À l’entracte, après une Troisième Symphonie de rêve, équilibrée comme jamais, presque sereine dans sa conduite en toute lisibilité polyphonique et pourtant d’une magnifique énergie sans brutalité, on se mord les doigts d’avoir boudé si longtemps une phalange qui a atteint son niveau de croisière, débarrassée des scories qui encombraient nos souvenirs, grâce au véritable travail de fond opéré par le très tenace Iván Fischer.
Car imprimer à la Troisième, la plus difficile, délicate et mystérieuse des symphonies de Brahms, un tel degré d’évidence n’est pas donné à n’importe qui. Avec une transparence de chaque instant malgré un effectif cossu, dans une disposition acoustiquement pertinente, contrebasses derrière les bois, violons en antiphonie, trompettes et trombones isolés derrière les seconds violons et altos, l’OFB expose un son fin et tendu, jamais opaque, attaques franches et articulation constamment soutenue, cantonnement à un niveau sonore décent, aux antipodes du matraquage de Christoph Eschenbach à la tête des Wiener récemment au TCE.
Le son n’est ici jamais une fin en soi, toujours au service d’une expression naturelle, non contrainte, pleine de vie et d’une magnifique respiration, dans des tempi alertes quoique jamais pressés, portant une exécution où seul le Finale se voit un rien poussé dans ses retranchements. Il est jusqu’aux sommets expressifs de l’Andante, qui ne traîne à aucun moment, de bénéficier, dans l’ultime épanchement des premiers violons, d’un art idéal du démanché proche du glissando, permettant un legato royal.

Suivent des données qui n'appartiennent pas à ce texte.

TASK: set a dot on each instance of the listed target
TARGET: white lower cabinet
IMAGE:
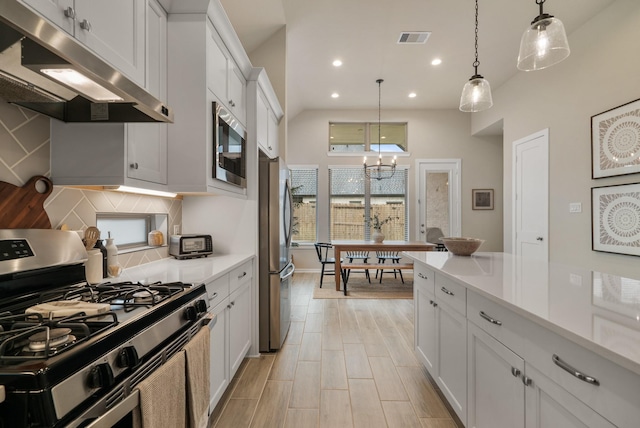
(219, 368)
(496, 391)
(498, 369)
(548, 405)
(451, 357)
(230, 300)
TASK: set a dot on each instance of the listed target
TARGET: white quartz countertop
(597, 310)
(193, 271)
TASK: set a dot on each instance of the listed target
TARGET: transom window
(363, 137)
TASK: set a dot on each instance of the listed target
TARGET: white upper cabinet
(264, 113)
(114, 29)
(224, 78)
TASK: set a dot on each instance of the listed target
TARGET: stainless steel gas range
(72, 354)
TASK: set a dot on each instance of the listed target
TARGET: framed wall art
(482, 199)
(615, 218)
(615, 141)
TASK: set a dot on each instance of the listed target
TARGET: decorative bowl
(461, 246)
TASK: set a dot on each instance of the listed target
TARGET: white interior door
(438, 196)
(531, 196)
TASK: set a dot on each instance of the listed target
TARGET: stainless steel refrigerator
(275, 266)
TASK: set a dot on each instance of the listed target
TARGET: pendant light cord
(379, 109)
(476, 63)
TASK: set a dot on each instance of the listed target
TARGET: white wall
(432, 134)
(602, 72)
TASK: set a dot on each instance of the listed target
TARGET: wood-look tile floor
(344, 363)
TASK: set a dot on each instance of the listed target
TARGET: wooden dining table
(340, 246)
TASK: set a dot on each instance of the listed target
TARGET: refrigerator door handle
(288, 228)
(293, 269)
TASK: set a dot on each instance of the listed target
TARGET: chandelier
(379, 170)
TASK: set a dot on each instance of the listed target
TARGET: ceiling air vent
(414, 37)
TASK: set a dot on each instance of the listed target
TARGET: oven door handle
(118, 412)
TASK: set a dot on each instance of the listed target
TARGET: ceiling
(364, 34)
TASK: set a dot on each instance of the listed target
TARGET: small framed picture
(615, 217)
(482, 199)
(615, 141)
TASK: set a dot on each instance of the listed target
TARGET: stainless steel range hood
(29, 43)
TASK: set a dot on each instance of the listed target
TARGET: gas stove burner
(53, 337)
(145, 296)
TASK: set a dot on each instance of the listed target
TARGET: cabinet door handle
(568, 368)
(491, 320)
(85, 25)
(69, 12)
(444, 290)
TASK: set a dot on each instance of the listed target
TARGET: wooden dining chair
(358, 255)
(322, 250)
(383, 256)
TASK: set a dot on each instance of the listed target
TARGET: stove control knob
(201, 306)
(101, 376)
(127, 357)
(190, 313)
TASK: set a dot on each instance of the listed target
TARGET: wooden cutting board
(22, 207)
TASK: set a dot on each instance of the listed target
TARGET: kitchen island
(514, 342)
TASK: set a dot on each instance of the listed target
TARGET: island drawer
(424, 277)
(608, 388)
(452, 293)
(500, 322)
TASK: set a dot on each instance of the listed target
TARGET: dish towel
(163, 396)
(197, 375)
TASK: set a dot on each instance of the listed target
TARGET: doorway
(531, 196)
(438, 197)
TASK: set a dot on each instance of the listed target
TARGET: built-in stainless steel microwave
(230, 148)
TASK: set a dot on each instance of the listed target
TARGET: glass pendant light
(476, 94)
(544, 43)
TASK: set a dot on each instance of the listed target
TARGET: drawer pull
(491, 320)
(445, 291)
(568, 368)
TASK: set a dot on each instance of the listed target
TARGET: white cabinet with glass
(92, 24)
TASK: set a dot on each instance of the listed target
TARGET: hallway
(345, 363)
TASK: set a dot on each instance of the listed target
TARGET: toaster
(190, 246)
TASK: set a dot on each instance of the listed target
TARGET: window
(131, 230)
(362, 137)
(304, 190)
(353, 199)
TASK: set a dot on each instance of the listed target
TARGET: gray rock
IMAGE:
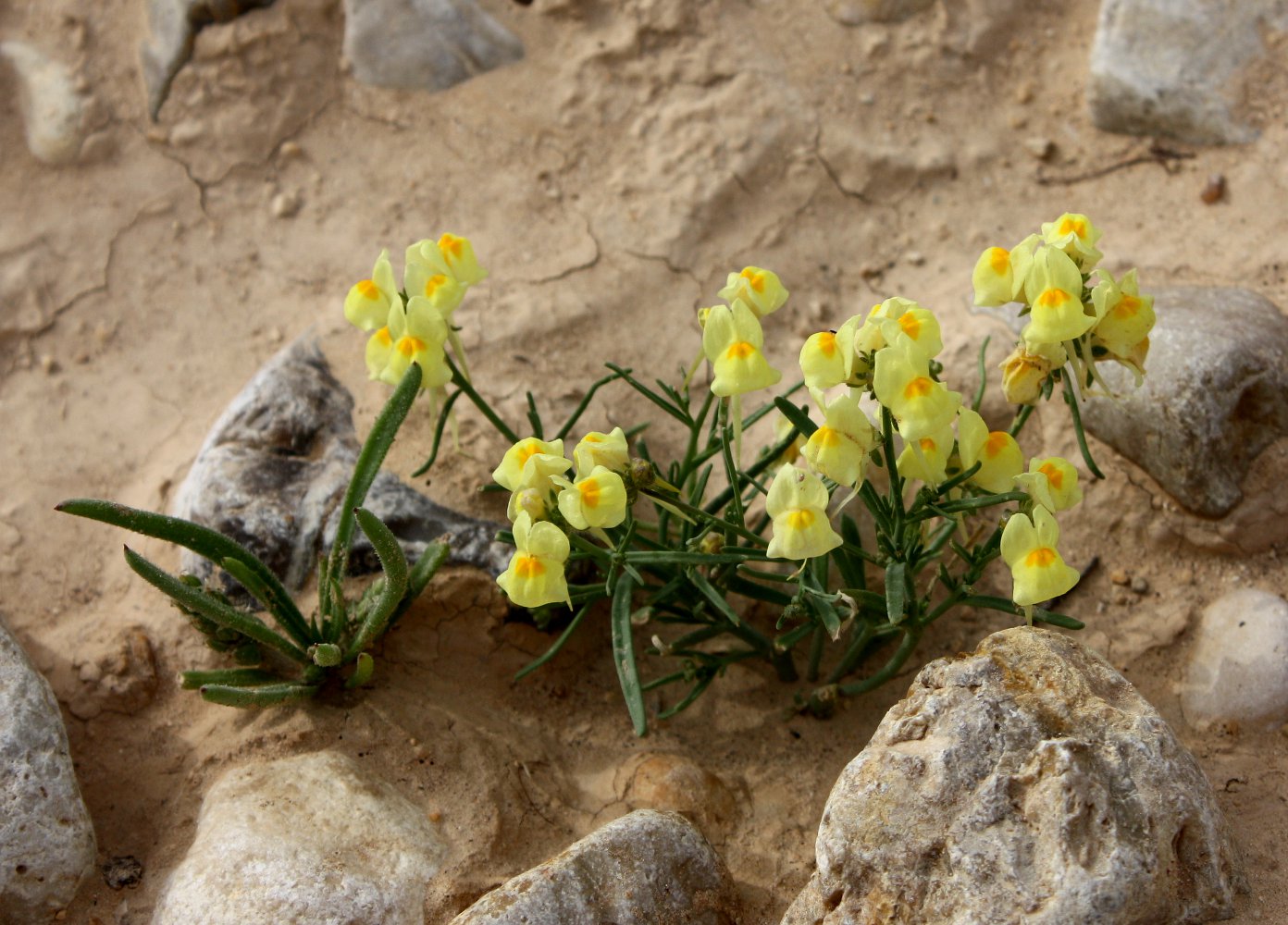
(275, 468)
(1215, 394)
(1179, 68)
(424, 44)
(173, 26)
(1024, 783)
(308, 839)
(647, 868)
(1238, 668)
(53, 114)
(46, 839)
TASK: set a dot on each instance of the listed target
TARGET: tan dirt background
(610, 180)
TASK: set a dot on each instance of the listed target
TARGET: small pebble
(1215, 190)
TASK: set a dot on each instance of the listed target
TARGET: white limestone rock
(1238, 668)
(424, 44)
(644, 869)
(53, 112)
(1179, 68)
(1024, 783)
(46, 839)
(311, 840)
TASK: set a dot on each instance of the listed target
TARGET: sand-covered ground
(608, 180)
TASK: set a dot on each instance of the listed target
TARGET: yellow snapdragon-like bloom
(1054, 290)
(759, 288)
(536, 571)
(902, 383)
(1074, 235)
(1029, 549)
(529, 464)
(607, 450)
(997, 452)
(733, 341)
(840, 447)
(999, 275)
(824, 363)
(368, 302)
(595, 500)
(798, 504)
(1126, 317)
(415, 335)
(1052, 483)
(926, 458)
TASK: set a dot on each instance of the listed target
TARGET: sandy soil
(610, 180)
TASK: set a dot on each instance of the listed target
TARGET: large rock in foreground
(1025, 783)
(46, 840)
(644, 869)
(1215, 394)
(309, 839)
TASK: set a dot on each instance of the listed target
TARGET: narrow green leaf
(205, 543)
(554, 649)
(250, 697)
(394, 564)
(196, 599)
(624, 655)
(897, 591)
(367, 466)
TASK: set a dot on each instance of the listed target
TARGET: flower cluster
(415, 325)
(545, 507)
(1078, 314)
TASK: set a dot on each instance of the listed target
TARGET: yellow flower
(416, 335)
(926, 458)
(368, 302)
(824, 361)
(759, 288)
(529, 464)
(536, 571)
(733, 341)
(594, 500)
(1029, 549)
(998, 276)
(798, 504)
(1052, 483)
(902, 383)
(1126, 317)
(1024, 373)
(1074, 235)
(1054, 289)
(997, 452)
(840, 447)
(607, 450)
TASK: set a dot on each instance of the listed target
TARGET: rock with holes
(46, 840)
(304, 839)
(1024, 783)
(639, 870)
(276, 465)
(1215, 394)
(1238, 668)
(424, 44)
(1182, 68)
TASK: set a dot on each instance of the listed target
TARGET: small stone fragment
(1024, 783)
(643, 869)
(304, 839)
(46, 839)
(1213, 191)
(53, 112)
(424, 44)
(1238, 668)
(1215, 394)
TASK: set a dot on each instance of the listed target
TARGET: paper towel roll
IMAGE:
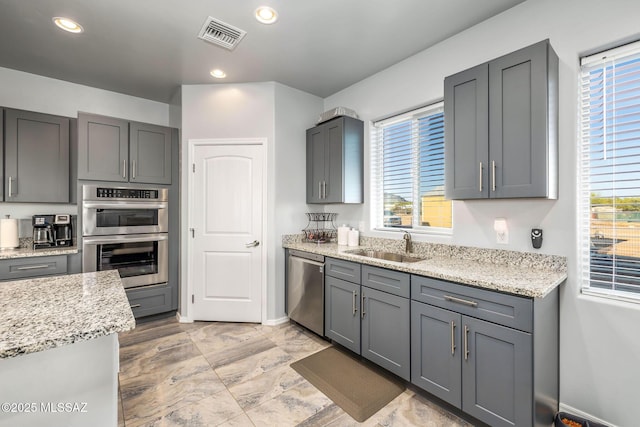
(354, 237)
(343, 234)
(8, 233)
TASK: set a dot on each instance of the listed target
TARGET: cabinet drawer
(508, 310)
(393, 282)
(22, 268)
(149, 300)
(345, 270)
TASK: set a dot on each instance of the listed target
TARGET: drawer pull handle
(453, 339)
(355, 310)
(461, 301)
(466, 342)
(33, 267)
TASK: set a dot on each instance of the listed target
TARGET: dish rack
(320, 228)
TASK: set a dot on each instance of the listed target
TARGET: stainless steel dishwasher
(305, 290)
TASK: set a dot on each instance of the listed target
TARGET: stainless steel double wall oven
(126, 229)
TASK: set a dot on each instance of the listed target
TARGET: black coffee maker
(43, 231)
(63, 230)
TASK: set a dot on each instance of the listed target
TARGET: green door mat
(359, 388)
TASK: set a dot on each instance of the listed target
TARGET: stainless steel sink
(387, 256)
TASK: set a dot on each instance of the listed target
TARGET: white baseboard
(276, 322)
(571, 410)
(182, 319)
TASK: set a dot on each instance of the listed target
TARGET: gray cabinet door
(316, 149)
(386, 322)
(519, 122)
(342, 313)
(466, 104)
(436, 352)
(497, 373)
(335, 161)
(36, 157)
(103, 148)
(149, 153)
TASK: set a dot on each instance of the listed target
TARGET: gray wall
(599, 348)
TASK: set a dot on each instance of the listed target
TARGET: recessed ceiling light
(68, 24)
(266, 15)
(218, 74)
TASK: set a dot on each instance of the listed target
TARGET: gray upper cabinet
(103, 147)
(111, 149)
(335, 161)
(36, 157)
(150, 153)
(501, 127)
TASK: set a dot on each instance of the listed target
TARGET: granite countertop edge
(527, 281)
(24, 329)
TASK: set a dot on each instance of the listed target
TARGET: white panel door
(226, 217)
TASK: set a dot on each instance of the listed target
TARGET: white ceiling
(147, 48)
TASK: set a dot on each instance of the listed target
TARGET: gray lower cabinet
(148, 300)
(111, 149)
(342, 312)
(335, 161)
(385, 337)
(32, 267)
(36, 157)
(475, 349)
(501, 127)
(365, 319)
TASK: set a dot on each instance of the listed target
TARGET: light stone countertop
(48, 312)
(519, 273)
(28, 252)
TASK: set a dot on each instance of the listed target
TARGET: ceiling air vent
(221, 33)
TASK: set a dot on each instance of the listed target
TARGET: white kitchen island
(59, 349)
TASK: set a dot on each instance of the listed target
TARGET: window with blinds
(610, 172)
(407, 178)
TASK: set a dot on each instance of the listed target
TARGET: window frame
(627, 52)
(376, 176)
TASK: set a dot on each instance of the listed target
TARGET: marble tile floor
(238, 374)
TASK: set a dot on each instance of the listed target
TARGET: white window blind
(407, 171)
(609, 205)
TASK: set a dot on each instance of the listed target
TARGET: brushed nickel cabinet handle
(493, 175)
(355, 309)
(453, 338)
(461, 301)
(33, 267)
(466, 342)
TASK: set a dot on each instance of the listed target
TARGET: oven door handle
(124, 238)
(125, 204)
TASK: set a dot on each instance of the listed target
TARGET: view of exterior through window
(610, 171)
(409, 164)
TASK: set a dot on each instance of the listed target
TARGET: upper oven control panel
(100, 193)
(125, 193)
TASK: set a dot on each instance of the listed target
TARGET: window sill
(628, 297)
(444, 232)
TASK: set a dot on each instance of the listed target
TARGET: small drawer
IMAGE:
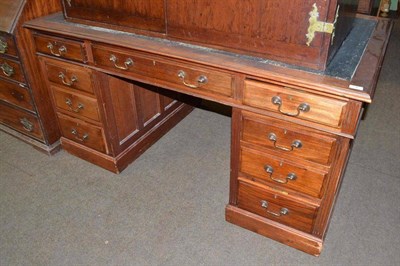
(7, 45)
(83, 133)
(76, 104)
(192, 78)
(276, 207)
(288, 139)
(294, 103)
(69, 75)
(14, 93)
(61, 48)
(11, 69)
(21, 121)
(276, 171)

Les Hongrois ont aussi à offrir à cette musique lorgnant si souvent vers les rythmes et mélodies magyars quelques spécificités sonores : une clarinette un peu verte, génialement Mitteleuropa, des cors drus et coupants, mais si bien intégrés à la masse qu’on remarque à peine leur singularité, au sein d’une harmonie posant les ultimes accords dans une justesse absolue, avec apaisement.
Sans parvenir au même miracle, la Quatrième Symphonie, que se sont tant accaparée les immenses chefs du passé dont le souvenir reste prégnant, propose là encore quelques moments d’anthologie, avec une battue plus rubato mais le même soin à relancer le discours, à soigner les transitions, à faire chanter un Andante moderato remarquable d’avancée et de plénitude. Sans négliger quelques grisants emballements comme cette coda du premier mouvement relâchant la tension sur le dernier accord, ou ce Scherzo offrant au triangle son petit moment de gloire, le percussionniste placé au dernier rang des premiers violons pour mieux marquer ce trait d’orchestration si rare chez Brahms.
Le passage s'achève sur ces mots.